As we bring together our research and conversations with leaders from various backgrounds, our team came to the conclusion that we may be facing a unique opportunity. On one hand, churches and youth ministries care deeply about young people’s formation, but often struggle to define and enact this formation.
On the other hand, character and virtue development experts have identified best practices for cultivating some of the qualities Christian theology emphasizes—hope, gratitude, forgiveness, and others—but their work often goes unseen and unused by youth ministries.
We believe the time may be right for deeper research and practical resources that bring clarity concerning the formation of teenagers (particularly their character and virtue) while also better understanding the unique contextual realities represented by the variety of churches ministering with young people today.
As a team, we’re now seeking out answers to questions such as:
How do we bring current formational realities, theology, ministry research, and character and virtue development science together into a coherent and useable framework?
In short, we’re aiming to understand character-forming discipleship.
Formation for Hope-Filled Futures
Imagine sitting across from one of those students struggling with a myriad of issues and being equipped with a more robust toolkit to walk with them through their hard times. As we seek to minister with compassion and guidance, what if we could combine a theology of hope with research-based practices in order to develop deeper Christlike virtues?
The good news is that researchers have already identified practices that foster hope in young people, several of which fit easily into existing ministry forms. For example, one study sought to increase college students’ hopeful goal-directed thinking. Though we might assume this season of life is inherently optimistic and hopeful, college students report increasing and unprecedented levels of distress. Some link this distress to a lack of hope.
In one 90-minute session, students chose a personal goal they hoped to accomplish in the next six months. Researchers then taught students about the essential components of hope, after which students completed a hope-based goal mapping exercise where they connected their goals with a pathway to meet those goals. Participants concluded with a hope visualization exercise to imagine taking the steps they had outlined.
These exercises sound surprisingly similar to what many of us do in youth ministry. We teach about a particular aspect of theology or a passage from the Bible. We facilitate some kind of interaction with the material in small groups or individually, through discussion, or by writing or drawing in journals. We may conclude with time to let these lessons soak in through reflection, prayer, meditation, or other imaginative exercises.
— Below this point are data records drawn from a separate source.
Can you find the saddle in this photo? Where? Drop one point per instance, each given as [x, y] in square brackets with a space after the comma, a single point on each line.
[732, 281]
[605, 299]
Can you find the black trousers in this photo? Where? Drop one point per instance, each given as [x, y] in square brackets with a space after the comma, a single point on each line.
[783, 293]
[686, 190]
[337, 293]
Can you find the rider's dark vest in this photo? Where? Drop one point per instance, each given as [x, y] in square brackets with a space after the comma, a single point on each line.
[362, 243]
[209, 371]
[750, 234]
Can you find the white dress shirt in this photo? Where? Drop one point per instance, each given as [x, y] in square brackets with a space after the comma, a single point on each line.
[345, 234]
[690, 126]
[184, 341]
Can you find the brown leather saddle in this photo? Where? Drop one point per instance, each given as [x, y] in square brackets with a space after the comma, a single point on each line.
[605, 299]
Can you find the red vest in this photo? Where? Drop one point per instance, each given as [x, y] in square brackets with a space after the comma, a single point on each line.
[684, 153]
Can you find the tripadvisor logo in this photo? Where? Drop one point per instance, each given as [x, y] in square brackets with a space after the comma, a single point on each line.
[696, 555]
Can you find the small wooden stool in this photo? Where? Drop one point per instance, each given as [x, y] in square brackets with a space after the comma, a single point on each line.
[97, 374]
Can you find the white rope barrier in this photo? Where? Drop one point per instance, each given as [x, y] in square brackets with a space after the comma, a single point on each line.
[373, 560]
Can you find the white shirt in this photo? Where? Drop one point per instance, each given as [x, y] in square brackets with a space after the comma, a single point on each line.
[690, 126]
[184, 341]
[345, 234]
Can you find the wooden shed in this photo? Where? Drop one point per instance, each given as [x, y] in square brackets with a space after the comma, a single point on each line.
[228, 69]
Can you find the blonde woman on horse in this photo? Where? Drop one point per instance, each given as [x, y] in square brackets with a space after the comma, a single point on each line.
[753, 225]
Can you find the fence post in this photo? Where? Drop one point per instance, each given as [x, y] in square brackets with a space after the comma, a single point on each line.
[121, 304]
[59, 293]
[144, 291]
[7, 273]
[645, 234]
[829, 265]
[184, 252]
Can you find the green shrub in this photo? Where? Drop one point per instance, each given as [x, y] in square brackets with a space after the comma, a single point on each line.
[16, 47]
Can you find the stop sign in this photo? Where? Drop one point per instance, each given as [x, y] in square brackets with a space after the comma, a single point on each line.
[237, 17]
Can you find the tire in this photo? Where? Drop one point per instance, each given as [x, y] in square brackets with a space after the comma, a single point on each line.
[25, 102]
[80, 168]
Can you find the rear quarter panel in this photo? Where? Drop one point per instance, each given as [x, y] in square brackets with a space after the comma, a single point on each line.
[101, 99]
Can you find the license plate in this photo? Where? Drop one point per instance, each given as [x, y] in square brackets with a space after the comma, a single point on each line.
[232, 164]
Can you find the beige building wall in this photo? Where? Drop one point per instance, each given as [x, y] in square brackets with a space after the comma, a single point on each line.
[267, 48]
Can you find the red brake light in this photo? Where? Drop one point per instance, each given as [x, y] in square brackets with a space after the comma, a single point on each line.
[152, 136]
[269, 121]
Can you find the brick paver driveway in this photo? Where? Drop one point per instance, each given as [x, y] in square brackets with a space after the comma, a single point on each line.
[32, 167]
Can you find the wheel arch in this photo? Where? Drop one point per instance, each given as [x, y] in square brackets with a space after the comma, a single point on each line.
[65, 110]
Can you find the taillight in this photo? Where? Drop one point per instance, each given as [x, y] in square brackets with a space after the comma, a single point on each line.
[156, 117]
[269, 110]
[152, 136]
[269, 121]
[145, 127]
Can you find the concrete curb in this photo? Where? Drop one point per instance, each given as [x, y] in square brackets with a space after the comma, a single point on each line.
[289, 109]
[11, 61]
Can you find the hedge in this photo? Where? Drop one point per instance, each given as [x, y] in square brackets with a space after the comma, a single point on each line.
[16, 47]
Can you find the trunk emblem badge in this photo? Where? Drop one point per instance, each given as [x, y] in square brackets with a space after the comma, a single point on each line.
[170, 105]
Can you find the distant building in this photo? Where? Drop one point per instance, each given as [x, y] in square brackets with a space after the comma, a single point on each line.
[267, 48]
Researchers found that even one 90-minute session significantly increased students’ progress toward and hope concerning their goal, and—even more significantly—their hope for life, sense of purpose, and vocation more broadly. These positive changes occurred after a single session. Our ministries typically engage in ongoing discipleship. Imagine how this practice and others like it could ground our students more fully in the Christian story of hope, practically equipping them to live hopefully as they face fear, despair, and challenging circumstances.
We have a distinct opportunity in youth ministry to cultivate deep hope in today’s young people. By building on existing research and exploring how to integrate virtue-building practices into discipleship, our team at FYI is working to equip leaders who will help students experience and embody a hope that is rooted in the character of Christ.